The Bite of Oregon– why did I bother?

Yeah, I went to the Bite on Saturday.

I *wanted* to go to the Bite. I was looking forward to the Bite. I was excited! I was trying to get other people to go with me!

No one wanted to! I should have read that as the oracular sign that it was!

Saturday afternoon, I hopped on the MAX. I was excited! I was ready! I was thrilled!

I was so disappointed!

The food was okay, the wine was mediocre, and the people were horrifying.

Really, the only bright spot was h50’s nitro whipped sorbet. I need to get over there for happy hour here quickish.
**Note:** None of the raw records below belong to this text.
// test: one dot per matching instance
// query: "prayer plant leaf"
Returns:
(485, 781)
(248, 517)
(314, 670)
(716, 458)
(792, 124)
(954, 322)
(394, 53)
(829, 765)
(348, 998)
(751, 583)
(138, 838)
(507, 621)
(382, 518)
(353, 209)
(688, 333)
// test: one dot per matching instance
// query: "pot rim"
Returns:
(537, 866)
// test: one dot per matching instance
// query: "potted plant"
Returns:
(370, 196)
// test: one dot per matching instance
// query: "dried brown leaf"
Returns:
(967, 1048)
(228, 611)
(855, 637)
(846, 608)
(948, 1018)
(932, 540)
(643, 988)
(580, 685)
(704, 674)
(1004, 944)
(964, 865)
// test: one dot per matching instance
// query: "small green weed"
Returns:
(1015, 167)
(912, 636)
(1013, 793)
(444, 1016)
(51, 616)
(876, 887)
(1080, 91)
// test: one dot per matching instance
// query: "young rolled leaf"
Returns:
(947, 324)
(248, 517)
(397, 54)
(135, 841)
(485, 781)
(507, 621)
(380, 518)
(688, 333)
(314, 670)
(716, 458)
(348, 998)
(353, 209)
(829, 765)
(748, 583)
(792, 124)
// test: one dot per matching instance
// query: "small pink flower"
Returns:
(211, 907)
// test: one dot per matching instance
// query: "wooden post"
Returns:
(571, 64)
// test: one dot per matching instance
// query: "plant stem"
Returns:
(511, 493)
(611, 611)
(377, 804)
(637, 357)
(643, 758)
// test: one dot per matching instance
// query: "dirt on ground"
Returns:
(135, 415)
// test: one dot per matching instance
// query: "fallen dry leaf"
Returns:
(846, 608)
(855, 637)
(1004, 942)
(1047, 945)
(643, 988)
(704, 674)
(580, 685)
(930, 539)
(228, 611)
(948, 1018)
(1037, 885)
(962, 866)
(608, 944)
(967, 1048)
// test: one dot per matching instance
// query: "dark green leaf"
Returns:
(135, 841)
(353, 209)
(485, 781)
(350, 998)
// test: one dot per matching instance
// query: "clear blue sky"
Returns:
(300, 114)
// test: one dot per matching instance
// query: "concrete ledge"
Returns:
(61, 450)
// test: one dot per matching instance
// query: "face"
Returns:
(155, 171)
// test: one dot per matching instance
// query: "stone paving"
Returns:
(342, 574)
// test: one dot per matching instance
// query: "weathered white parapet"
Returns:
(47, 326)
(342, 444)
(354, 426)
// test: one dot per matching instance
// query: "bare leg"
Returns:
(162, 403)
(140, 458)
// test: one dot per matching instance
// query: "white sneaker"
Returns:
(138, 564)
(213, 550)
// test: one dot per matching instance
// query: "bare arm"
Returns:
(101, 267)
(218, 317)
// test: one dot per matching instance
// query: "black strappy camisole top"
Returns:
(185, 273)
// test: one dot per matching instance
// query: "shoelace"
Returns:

My two goals were to taste a bunch of wine, and watch the Iron Chef Oregon finals. I tasted about twelve different wines, and none of them stood out. Contrast to the wine tasting trip I took to Hood River, where I tasted twelve wines and bought bottles of four of them. The most interesting thing was a pomegranate saketini, and I got elbowed out of the way as I was trying to pay by some sandal-wearing, small skirted drunken wench who WANTED A TASTING FLIGHT NOW. She spilled half my one-ounce taster.

That wasn’t my worst encounter with humanity at the Bite, though. That was reserved for the Iron Chef Oregon finals. I’m not talking about the boring commentary, I’m not talking about the ennui and lack of knowledge of the ‘celebrity judges’… I’m talking about the drunken ex-partner of one of the contestants who was sitting two rows in front of me. Said ex-partner spent the forty minutes I was willing to put up with the behavior screaming imprecations at the stage, telling the story of what a jackass the contestant is… We were 100 feet from the damn stage. The contestant couldn’t hear any of it.

I could. I didn’t care. And finally, I had enough and left. I was there for two and a half hours, and I would have had better food, better wine, and a better time if I’d stayed home and watched FLN shows.

Hopefully I’ll remember this next year.